Visit ASIAA Homepage Registration Deadline: January 31, 2019 (Taiwan Time)
Panchromatic Panoramic Studies of Galaxy Clusters: from HSC to PFS and ULTIMATE
March 11(Mon)-13(Wed), 2019
ASIAA, Taipei, Taiwan

Oral Presentation

The brightest UV-selected galaxies in protoclusters at z~4: Ancestors of Brightest Cluster Galaxies?
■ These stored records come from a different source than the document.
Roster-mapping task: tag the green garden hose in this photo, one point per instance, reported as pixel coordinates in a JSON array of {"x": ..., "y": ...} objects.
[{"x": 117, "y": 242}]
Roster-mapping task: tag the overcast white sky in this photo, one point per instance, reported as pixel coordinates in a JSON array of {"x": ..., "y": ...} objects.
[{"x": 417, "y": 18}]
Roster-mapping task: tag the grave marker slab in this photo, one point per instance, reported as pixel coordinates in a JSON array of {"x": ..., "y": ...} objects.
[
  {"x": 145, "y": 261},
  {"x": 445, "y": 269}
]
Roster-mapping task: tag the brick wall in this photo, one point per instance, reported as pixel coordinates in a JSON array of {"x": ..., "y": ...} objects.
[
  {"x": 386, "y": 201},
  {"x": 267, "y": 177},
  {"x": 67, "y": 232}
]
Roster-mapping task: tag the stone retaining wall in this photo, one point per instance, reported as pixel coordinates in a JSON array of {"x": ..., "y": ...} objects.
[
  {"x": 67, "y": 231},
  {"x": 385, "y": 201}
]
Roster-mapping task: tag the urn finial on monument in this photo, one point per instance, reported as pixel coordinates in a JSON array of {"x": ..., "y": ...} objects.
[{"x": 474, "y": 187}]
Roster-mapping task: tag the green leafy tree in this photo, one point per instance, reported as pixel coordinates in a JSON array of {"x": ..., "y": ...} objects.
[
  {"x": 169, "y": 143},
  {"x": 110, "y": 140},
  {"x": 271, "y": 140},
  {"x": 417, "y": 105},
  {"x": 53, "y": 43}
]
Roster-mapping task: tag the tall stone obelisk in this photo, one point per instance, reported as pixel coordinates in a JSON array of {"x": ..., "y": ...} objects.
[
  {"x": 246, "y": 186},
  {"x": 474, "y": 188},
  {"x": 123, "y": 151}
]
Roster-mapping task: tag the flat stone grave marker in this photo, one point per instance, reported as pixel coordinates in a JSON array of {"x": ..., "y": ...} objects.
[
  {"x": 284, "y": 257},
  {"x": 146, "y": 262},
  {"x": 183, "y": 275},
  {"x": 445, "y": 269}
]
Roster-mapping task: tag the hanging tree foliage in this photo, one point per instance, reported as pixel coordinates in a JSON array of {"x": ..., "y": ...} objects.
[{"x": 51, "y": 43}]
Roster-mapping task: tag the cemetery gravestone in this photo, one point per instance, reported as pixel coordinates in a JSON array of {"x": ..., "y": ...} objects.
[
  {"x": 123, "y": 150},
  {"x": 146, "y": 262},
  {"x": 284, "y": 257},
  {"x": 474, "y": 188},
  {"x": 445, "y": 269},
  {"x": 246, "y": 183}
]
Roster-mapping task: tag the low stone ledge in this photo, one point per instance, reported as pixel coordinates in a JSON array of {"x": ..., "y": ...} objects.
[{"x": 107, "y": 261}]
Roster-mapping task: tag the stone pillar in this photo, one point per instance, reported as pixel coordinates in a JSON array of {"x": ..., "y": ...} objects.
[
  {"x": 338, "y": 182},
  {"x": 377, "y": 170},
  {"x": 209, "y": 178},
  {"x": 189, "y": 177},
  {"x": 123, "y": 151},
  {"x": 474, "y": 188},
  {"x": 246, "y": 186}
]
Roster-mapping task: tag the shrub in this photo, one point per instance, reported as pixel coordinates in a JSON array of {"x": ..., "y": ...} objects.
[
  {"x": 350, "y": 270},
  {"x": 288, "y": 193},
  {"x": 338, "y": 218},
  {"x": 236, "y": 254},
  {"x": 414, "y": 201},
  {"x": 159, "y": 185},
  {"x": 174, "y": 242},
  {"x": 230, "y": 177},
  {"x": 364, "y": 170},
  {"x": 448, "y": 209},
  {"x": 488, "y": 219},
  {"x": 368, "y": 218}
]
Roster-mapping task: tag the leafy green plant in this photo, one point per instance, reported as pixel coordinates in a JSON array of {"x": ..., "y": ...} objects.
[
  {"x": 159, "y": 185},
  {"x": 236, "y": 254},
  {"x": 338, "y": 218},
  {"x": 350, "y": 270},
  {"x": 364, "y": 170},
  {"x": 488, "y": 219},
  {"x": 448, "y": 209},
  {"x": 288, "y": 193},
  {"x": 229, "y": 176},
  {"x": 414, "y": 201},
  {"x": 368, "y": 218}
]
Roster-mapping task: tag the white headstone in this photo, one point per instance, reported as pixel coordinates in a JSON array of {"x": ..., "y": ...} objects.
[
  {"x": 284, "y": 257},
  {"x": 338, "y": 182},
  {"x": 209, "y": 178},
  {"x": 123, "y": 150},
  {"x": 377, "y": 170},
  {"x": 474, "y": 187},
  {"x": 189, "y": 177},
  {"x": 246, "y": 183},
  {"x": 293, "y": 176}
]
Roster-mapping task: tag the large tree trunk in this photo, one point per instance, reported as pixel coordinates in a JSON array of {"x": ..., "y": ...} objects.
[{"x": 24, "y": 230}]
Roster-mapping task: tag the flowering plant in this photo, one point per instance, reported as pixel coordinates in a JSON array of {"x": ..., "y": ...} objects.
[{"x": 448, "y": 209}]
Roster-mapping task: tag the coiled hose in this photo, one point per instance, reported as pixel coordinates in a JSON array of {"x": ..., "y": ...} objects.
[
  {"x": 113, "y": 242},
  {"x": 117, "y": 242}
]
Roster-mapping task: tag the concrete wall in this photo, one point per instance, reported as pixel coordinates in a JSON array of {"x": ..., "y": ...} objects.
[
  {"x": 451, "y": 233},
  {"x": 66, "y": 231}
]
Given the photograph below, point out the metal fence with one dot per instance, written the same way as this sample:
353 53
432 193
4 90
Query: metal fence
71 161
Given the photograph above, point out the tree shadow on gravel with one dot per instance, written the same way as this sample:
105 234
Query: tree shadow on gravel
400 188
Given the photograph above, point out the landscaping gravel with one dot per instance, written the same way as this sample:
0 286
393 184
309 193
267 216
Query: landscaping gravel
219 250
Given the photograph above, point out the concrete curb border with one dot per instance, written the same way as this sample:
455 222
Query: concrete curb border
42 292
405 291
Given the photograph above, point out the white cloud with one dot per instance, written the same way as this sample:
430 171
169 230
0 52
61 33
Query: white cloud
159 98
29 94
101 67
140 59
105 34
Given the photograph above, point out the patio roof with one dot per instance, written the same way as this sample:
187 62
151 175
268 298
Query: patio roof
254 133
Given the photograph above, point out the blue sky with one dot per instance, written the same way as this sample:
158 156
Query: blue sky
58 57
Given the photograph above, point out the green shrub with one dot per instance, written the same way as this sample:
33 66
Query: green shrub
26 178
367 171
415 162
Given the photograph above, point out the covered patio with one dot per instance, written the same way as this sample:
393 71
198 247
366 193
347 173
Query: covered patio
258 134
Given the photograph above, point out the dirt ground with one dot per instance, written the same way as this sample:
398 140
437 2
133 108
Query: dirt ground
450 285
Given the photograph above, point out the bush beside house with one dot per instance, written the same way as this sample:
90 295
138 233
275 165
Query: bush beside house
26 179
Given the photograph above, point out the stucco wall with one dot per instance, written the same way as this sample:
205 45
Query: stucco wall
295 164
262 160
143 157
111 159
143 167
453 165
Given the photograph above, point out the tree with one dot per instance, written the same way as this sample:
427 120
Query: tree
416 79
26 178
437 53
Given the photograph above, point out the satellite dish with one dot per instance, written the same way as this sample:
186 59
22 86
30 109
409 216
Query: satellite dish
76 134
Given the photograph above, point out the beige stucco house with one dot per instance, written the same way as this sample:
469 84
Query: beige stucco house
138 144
Author(s): Kei Ito, Nobunari Kashikawa, Jun Toshikawa, Roderik Overzier, Masayuki Tanaka, Mariko Kubo, Takatoshi Shibuya, Shogo Ishikawa, Masafusa Onoue, Hisakazu Uchiyama, Yongming Liang, and Ryo, Higuchi

Presenter: Kei Ito (SOKENDAI/NAOJ)

The Brightest Cluster Galaxy (BCG) is the brightest galaxy in a galaxy cluster. In the nearby universe, BCGs are known to have distinct characteristics compared to other cluster galaxies and field galaxies and essential for understanding the environmental effect. Theoretical researches predict that most of the stellar mass is already formed at z~3 (De Lucia and Blaizot 2007); therefore, it is a key to find the progenitor of BCGs (proto-BCGs) at high-redshift in order to understand the formation of BCGs. However, it has been difficult to systematically study the high-z BCGs due to the small size of previous protocluster sample. Here, we report our survey of proto-BCGs candidates at z~4 by using Hyper Suprime-Cam Subaru Strategic Program (HSC-SSP). We are ongoing the largest survey of high-redshift protoclusters to date by using imaging data produced by HSC-SSP. We constructed a g-dropout galaxies catalog and found 179 protocluster candidates at z~4 (Toshikawa et al. 2018) over 121 square degrees. This number is roughly twenty times larger than any previous survey, enabling us, for the first time, to also construct a large sample of proto-BCGs. After removing contaminants (e.g., foreground galaxies or stars) which dominate bright-end, we identified 63 proto-BCGs candidates by 1) selecting the brightest member galaxy in each protocluster and 2) requiring the magnitude difference between the fifth and the first in a region is greater than 1.1 mag in i-band. Interestingly, proto-BCGs and members of protoclusters hosting proto-BCGs are found to be redder in (i-z), indicating that the dust extinction is more severe than that in field galaxies and members of protoclusters without proto-BCGs. We also compared the size of the stacked image of proto-BCGs and that of field galaxies, and the effective radius of proto-BCG is ~16% larger than that of field galaxies. In this presentation, we introduce these results and discuss the cause of these results and the BCG evolution.